La Roumanie est une exception dans le monde du rugby. Presque un Ovni. Après la guerre, dans les pays de l’Est, on n’apprécie guère ce jeu que l’on juge élitiste et bourgeois. Pourtant, l’arrivée au pouvoir de Ceausescu, à la fin des années 60, va permettre à ce sport de prendre son envol. Importé par les étudiants français avant-guerre, le rugby est alors limité aux universités et à Bucarest. Pour le faire progresser, Nicolae Causescu va s’appuyer sur les grands clubs corporatistes attachés à la police ou à l’armée. Il va en faire un outil de fierté nationale en l’ouvrant vers les campagnes. Un match contre la France se jouera même en lever de rideau d’une rencontre de foot entre la Roumanie B et la Pologne B devant 90 000 spectateurs !
Dernier sursaut
Mais le rugby roumain s’est surtout développé grâce à la France. Un lien fort unit les deux fédérations. Dans une discipline anglophone, les Roumains restent francophones. À partir des années 60 jusqu’à la fin des années 90, Français et Roumains se rencontrent une fois par an. En général au mois de décembre, avant le Tournoi de V Nations. Des matchs sont même organisés entre les clubs ! En 1964, la Grivita Rosie (Bucarest) remporte ce qui ressemble à un lointain ancêtre de la Coupe d’Europe. Mais le régime totalitaire apprécie de moins en moins de voir ses joueurs voyager en Europe. Et alors que la fédération roumaine est un temps approchée pour intégrer le Tournoi, c’est finalement l’Italie qui devient la sixième nation; à Bucarest, le rugby disparaît même des écrans de télé.
En 1990, un an après la chute du régime, un vent de liberté souffle donc sur l’équipe nationale que se déplace en France. Mais cette victoire, qui aurait pu constituer un nouveau départ, n’était un fait que le dernier sursaut d’un sport moribond. En 1995, le rugby devient professionnel et les clubs roumains n’arrivent pas suivre le rythme des clubs anglais, français ou italiens.
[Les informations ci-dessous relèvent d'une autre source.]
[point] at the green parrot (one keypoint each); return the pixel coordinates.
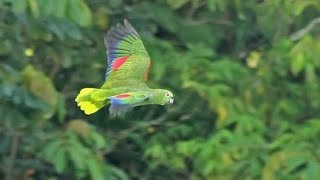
(126, 76)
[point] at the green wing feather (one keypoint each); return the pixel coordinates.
(124, 44)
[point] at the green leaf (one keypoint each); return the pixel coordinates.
(297, 64)
(79, 12)
(95, 169)
(40, 85)
(60, 160)
(176, 4)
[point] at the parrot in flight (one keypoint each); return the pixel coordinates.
(126, 76)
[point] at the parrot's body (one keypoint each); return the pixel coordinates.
(125, 86)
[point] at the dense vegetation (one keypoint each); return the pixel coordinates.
(245, 75)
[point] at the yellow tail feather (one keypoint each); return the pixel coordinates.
(90, 100)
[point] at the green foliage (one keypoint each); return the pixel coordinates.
(245, 75)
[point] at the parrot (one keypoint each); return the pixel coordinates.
(125, 78)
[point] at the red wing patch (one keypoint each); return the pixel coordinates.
(117, 63)
(122, 96)
(147, 72)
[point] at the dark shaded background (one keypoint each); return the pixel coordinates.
(245, 75)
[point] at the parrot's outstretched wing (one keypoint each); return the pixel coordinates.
(122, 103)
(127, 57)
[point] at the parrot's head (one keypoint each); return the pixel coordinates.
(163, 97)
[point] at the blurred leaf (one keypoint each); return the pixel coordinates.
(79, 12)
(42, 87)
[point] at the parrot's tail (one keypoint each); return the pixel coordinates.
(90, 100)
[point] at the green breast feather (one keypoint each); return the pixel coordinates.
(125, 80)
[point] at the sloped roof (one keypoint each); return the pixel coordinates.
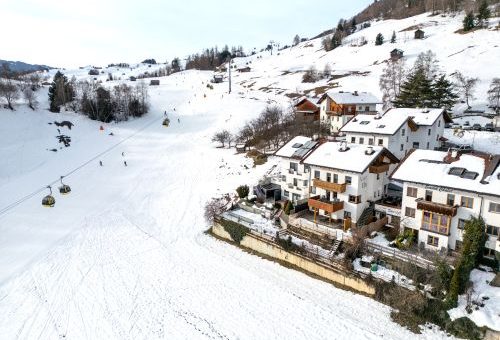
(351, 97)
(288, 150)
(390, 122)
(431, 162)
(355, 159)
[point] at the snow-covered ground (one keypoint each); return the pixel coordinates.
(124, 256)
(489, 315)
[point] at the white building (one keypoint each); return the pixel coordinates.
(442, 190)
(294, 179)
(399, 130)
(337, 108)
(345, 179)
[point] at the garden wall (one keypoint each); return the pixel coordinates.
(272, 250)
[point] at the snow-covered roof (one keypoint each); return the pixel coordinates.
(390, 122)
(355, 159)
(351, 97)
(428, 167)
(292, 146)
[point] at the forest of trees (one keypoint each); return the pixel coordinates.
(211, 58)
(96, 101)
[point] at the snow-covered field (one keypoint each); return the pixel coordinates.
(124, 256)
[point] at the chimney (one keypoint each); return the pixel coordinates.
(451, 156)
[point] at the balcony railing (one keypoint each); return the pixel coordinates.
(379, 168)
(335, 187)
(324, 204)
(438, 208)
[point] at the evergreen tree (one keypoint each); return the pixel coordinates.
(60, 92)
(469, 21)
(443, 94)
(416, 91)
(484, 12)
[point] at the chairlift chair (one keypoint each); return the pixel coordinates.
(64, 189)
(49, 201)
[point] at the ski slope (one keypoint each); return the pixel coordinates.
(125, 256)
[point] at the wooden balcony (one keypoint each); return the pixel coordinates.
(438, 208)
(335, 187)
(379, 168)
(328, 206)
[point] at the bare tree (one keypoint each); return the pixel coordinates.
(30, 97)
(9, 91)
(494, 94)
(466, 86)
(391, 79)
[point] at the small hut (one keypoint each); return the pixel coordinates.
(396, 54)
(419, 34)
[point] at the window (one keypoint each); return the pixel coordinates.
(489, 252)
(411, 192)
(354, 199)
(436, 222)
(428, 195)
(467, 202)
(450, 199)
(410, 212)
(492, 230)
(432, 240)
(461, 224)
(494, 207)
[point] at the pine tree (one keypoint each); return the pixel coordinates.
(393, 38)
(484, 13)
(443, 94)
(469, 21)
(416, 91)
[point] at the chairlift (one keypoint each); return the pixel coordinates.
(49, 201)
(64, 189)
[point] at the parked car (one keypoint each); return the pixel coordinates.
(489, 127)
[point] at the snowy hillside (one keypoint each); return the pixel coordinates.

Même l’exil devient difficile car la concurrence est de plus en plus féroce dans le championnat français. Désormais ce sont les Géorgiens, Tongiens, Néo-Zélandais qui s’y bousculent… Et le pire est encore à venir, la France ne voit plus l’intérêt d’affronter, chaque année, une équipe aussi faible. Si pour concurrencer les compétitions anglo-saxonnes, la France décide de lancer, en 1995, une nouvelle compétition avec l’Argentine, l’Italie et la Roumanie, cette Coupe latine fait long feu et ne sera disputée qu’à deux reprises. En 2001, la Roumanie touche le fond en s’inclinant 134 à 0 à Twickenham contre l’Angleterre.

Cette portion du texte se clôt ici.